Report: U.S. multifactor productivity increased at 0.7% annual rate in 2009

RP news wires
Tags: manufacturing

Private non-farm business sector multifactor productivity increased at a 0.7 percent annual rate in 2009, the U.S. Bureau of Labor Statistics reported on October 6. This was the largest gain in multifactor productivity since 2005. Multifactor productivity measures the change in output per unit of combined inputs of labor and capital. Multifactor productivity is designed to measure the joint influences on economic growth of technological change, efficiency improvements, returns to scale, reallocation of resources, and other factors, allowing for the effects of capital and labor. Multifactor productivity, therefore, differs from labor productivity (output per hour worked) measures that are published quarterly by BLS since it includes information on capital services and other data that are not available on a quarterly basis. Additionally, multifactor productivity measures for the private business and private non-farm business sectors account for shifts in the composition of labor. Estimates of labor composition are not included in the quarterly labor productivity measures.

The multifactor productivity gain in 2009 reflected a 3.6 percent decrease in output and a 4.3 percent decrease in the combined inputs of capital and labor. Capital services grew by 1.2 percent, the slowest gain in the series which began in 1987. Labor input fell 6.9 percent, the largest decline for the series which began in 1987.

Private business sector multifactor productivity grew 0.8 percent in 2009, the largest gain in multifactor productivity since 2005. The multifactor productivity gain in 2009 reflected a 3.5 percent decline in output and a 4.2 percent decrease in the combined inputs of capital and labor.
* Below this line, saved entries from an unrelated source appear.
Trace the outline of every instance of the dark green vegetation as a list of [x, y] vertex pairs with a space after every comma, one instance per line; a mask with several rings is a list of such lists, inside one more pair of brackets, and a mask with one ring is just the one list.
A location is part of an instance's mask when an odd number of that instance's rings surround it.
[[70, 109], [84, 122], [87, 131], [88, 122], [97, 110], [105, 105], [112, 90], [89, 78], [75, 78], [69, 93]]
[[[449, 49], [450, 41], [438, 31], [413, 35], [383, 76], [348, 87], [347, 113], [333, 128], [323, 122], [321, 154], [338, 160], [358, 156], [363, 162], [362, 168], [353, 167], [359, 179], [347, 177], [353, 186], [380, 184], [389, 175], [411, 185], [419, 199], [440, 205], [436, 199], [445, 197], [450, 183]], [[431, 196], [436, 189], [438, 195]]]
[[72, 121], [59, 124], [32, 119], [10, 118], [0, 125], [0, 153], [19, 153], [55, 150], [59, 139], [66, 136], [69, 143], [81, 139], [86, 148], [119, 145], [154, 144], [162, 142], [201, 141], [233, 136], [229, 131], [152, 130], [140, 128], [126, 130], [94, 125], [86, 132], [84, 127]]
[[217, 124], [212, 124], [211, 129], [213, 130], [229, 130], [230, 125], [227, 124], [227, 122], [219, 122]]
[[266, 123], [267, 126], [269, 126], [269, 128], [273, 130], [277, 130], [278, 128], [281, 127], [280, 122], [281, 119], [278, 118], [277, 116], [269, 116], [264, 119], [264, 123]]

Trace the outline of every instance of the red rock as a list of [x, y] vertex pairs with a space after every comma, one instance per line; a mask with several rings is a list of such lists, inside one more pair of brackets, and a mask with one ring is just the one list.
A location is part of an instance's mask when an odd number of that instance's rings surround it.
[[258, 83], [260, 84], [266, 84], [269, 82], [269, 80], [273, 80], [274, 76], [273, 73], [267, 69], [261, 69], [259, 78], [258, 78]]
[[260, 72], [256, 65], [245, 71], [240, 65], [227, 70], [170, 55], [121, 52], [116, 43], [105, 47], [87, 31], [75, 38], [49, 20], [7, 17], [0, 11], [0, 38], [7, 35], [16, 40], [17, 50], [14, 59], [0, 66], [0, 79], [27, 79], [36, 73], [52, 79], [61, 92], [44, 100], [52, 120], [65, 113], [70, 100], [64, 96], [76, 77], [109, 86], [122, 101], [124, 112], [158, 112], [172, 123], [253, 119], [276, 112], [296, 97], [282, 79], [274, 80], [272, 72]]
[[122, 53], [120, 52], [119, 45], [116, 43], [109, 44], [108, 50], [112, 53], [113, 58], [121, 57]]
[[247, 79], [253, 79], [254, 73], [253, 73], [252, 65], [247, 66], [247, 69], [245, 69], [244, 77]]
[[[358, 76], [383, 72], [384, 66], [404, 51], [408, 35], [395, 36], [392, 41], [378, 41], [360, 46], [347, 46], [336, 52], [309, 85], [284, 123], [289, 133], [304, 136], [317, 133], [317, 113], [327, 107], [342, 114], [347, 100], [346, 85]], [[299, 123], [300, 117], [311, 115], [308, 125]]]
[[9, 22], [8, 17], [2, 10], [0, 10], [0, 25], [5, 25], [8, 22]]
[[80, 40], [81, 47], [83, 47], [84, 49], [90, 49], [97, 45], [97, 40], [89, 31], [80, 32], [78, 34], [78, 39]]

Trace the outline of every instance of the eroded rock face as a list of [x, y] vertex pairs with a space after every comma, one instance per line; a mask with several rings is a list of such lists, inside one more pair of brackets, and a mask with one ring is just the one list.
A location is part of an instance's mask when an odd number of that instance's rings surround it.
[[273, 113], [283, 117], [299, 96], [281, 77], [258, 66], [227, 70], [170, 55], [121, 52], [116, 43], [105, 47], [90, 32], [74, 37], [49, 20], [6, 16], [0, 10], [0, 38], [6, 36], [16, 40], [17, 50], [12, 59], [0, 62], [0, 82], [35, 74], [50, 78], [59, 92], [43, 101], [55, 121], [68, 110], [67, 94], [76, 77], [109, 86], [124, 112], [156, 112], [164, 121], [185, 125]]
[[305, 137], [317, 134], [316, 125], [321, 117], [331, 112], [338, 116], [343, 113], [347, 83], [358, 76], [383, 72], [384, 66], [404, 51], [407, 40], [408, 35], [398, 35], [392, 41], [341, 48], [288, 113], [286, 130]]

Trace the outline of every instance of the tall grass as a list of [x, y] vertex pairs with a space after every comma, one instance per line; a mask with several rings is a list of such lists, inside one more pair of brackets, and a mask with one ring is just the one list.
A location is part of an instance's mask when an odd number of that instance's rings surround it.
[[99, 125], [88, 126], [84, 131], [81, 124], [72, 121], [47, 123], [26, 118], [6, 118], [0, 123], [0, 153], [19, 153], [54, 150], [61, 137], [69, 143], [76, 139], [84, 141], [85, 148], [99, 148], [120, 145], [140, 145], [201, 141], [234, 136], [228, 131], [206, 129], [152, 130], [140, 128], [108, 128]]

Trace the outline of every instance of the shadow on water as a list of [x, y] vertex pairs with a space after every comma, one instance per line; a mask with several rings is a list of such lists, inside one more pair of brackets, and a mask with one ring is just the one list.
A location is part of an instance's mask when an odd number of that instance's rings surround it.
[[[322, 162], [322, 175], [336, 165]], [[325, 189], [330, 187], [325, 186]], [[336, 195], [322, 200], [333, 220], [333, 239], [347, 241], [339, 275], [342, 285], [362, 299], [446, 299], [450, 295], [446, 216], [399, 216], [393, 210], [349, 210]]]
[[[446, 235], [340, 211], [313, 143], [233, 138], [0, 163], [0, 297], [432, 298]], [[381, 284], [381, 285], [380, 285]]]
Historical trends in private non-farm business
Multifactor productivity in private non-farm business grew 1.0 percent annually between 1987 (the starting point of the series) and 2009. Output increased at a 2.9 percent annual rate over the period and combined units of labor input and capital services rose an average of 1.9 percent per

year. Output per hour (labor productivity) grew 2.3 percent. For the 2007-2009 period, multifactor productivity in private non-farm business slowed, averaging 0.4 percent per year, a sharp decline from the 1.4 percent growth rate in the 2000-2007 period.

Historical trends in labor productivity growth can be viewed as the sum of three components: multifactor productivity growth, the contribution of increased capital intensity, and the contribution of shifts in labor composition. The relationship between labor productivity growth and these three components can be seen in Table B and Chart 2 of the news release (found at www.bls.gov). Chart 2 shows how, relative to output per hour, multifactor productivity and the contribution of capital intensity shifted upward in the latter half of the 1990s. These contributions continued to be relatively high over the 2000-2007 period. For 2007-2009, the contribution of capital intensity rose sharply compared to previous periods.  

Of the 2.3 percent growth rate in labor productivity for the 1987-2009 period, 1.0 percent can be attributed to increases in multifactor productivity, 1.0 percent to the contribution of capital intensity, and 0.3 percent to changes in labor composition.

The methodology for measuring preliminary multifactor productivity for 2009 is a simplified version of the methodology that BLS uses when more detailed information is available. Data will be revised in mid-year 2011.